Ebenso war den Worten zu entnehmen, dass der Einfluss Bestlins auf dieses Gebiet eingeschränkte Wirkung zu haben schien. Veyed und Kaydens Vater befand sich in höchster Gefahr, auch wenn die Obristen dessen Unantastbarkeit verfügten. Unfälle scheuen weder schöne Worte noch Geheiße - so war es zu jeder Zeit und wird es stets sein.
»Ich weiß, dass ich noch Jung und unerfahren bin. Auch die politischen Einflüsse verstehe ich nicht sonderlich, aber ich glaube, ich kann euch vertrauen.«
»Was willst du, Junge«, klang Serfems Stimme jäh. »Du sollst nicht vertrauen, du sollst tun, was man dir befielt. Sei ein Soldat.«
»Vertrauen will verdient sein und wird all zu oft zu schnell gewährt. Was lässt dich glauben, wir seien deines Vertrauens würdig?« Rondal verabscheute derlei Machtspielchen, wusste hingegen, dass Serfem immer noch als rechte Hand des Hauptmannes galt und demnach seine Stellung wahren musste.
Eingeschüchtert wartete er auf das Einvernehmen seines Vorgesetzten, der der Thulene nun einmal war. »Antworte.«
Sichtlich erleichtert, dennoch kleinlaut fügte er sich. »Ich habe es nur vom Hörensagen.« Verstohlen sah er sich um und rückte mit dem Kopf näher. »Vor drei Tagen wurden Vögel gesichtet.«
»Was ist daran so besonders? Hier wächst überall Getreide«, stellte Serfem nüchtern fest und klopfte mit seinem linken Handrücken unerwartet gegen Rondals Bauch. Dieser zuckte leicht und besah seinen Rechten mit verwunderlichem Blick.
Grego hingegen verneinte und beschrieb, was er zu hören bekam. Es seien Vögel, die hierzulande als ausgerottet galten. Greifvögel verschiedenster Gattung und Größe. Auch hieße es, sollten sich diese erheben, erhebe sich das Volk. Die, die auf Bestlins Wort vertrauten, verhielten sich ungewöhnlich zurückhaltend. Niemand konnte wissen, auf wessen Seite jemand stand oder womöglich für die anderen spitzelt.
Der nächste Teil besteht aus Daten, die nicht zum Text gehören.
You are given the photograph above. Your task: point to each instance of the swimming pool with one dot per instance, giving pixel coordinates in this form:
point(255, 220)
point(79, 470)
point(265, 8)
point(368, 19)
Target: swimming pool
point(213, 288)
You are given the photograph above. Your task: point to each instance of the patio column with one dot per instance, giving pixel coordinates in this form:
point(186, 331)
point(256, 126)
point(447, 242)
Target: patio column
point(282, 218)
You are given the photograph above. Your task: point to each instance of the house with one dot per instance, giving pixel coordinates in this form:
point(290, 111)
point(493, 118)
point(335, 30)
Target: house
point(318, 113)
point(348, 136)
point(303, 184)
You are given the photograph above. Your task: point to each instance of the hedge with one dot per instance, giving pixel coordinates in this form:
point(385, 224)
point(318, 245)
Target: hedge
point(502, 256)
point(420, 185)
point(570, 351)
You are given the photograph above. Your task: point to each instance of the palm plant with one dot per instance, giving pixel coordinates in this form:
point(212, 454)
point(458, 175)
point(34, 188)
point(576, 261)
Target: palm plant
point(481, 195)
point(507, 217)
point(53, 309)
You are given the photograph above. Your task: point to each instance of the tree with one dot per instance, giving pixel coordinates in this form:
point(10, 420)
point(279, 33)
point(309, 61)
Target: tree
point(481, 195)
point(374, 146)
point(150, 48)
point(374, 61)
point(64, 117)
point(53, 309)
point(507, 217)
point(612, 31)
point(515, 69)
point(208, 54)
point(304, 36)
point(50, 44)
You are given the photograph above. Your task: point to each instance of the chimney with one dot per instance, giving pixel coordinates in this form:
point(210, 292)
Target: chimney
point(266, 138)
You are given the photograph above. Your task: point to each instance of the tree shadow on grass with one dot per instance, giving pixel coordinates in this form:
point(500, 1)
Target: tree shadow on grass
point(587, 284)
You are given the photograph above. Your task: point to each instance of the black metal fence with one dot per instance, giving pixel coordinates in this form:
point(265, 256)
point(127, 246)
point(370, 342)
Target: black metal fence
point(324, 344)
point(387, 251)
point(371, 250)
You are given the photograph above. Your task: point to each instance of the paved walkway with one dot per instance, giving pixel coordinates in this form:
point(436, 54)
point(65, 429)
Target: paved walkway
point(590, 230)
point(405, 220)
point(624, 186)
Alle handelten argwöhnisch und beobachteten.
»Du meinst wie die beiden Schützen im Hintergrund? Die Zwei hinter der inneren Palisade?«
»Woher?«
»Wir sind schon länger im Geschäft, mein Junge und auf wessen Seite du stehst, ist mehr als deutlich.«
Angesprochener schluckte schwer und seine Augen suchten nach einem Ausweg. Es war nunmehr Serfem, der ungehemmt zu lachen begann und klopfte dem jungen Mann auf die Schulter, so als habe er einen guten Witz von sich gegeben.
»Lach mit, wenn dir dein Leben was bedeutet.«
Ohne zu wissen, worüber sie lachten, taten es die Drei einander.
»Ein gut gemeinter Rat. Vertraue niemandem voreilig. Es sind nicht nur deine Freunde, die ihre Augen auf uns gerichtet haben. Aus Bestlins Reihen ruhen mindestens ebenso viele auf uns«, erklärte der Thulene.
»Dann seid ...«
»Du hältst ab sofort besser den Mund und sprichst nur noch von Dingen, die dich etwas angehen.« Serfem spannte sich und setzte wieder seine befehlsbetonte Mine auf. »Verstanden Soldat?«
Anstatt zu antworten, verlor der junge Söldner seine sanftmütigen Gesichtszüge und nickte unbeholfen.
»Noch einmal. Hast du verstanden Soldat?« Die Stimme grollte und verlangte nach entsprechendem Respekt.